Ohio Republicans Touting Trump's Economic Achievements Before, During Pandemic

President Donald Trump on night two of the 2020 RNC.
President Donald Trump on night two of the 2020 RNC.

Supporters for President Donald Trump are canvassing Ohio during the Republican National Convention, trying to rally support for November's election. Although 2020 has been upended by the coronavirus pandemic, the Republican party says a main message is the impact Trump has had on the economy.

Ohio Republican Party Chair Jane Timken is among the many party leaders stumping for Trump during the RNC, which is now composed of smaller meetups around the state instead of the larger fanfare of an in-person convention. 

Timken says Trump delivered a successful economy before the pandemic, and that the country is already seeing recovery. 

"If there's anyone who's going to lead us out of a pandemic, recession, and shut down it's the president. He's proven that his strategies work," says Timken. 

Timken says the DNC last week showcased a "dark and gloomy" convention, but she believes the RNC is bringing a brighter message.

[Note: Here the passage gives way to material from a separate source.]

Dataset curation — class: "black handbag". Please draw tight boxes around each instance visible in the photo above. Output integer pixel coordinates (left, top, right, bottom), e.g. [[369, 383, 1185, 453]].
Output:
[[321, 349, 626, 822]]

"Whether it's lowering taxes, standing up for our national security, investing in our veterans. And we had a thriving economy, thank goodness, before we had this horrendous pandemic. But I think you're going to continue to see a very positive, uplifting, hopeful convention," says Timken.

But Democrats argue that Trump's leadership and rhetoric has created division around the country. Supporters for Democratic Presidential Nominee Joe Biden say Trump mishandled the country's response to the pandemic by making cuts to global health security programs in the first place and not taking the virus more seriously when it started to spread.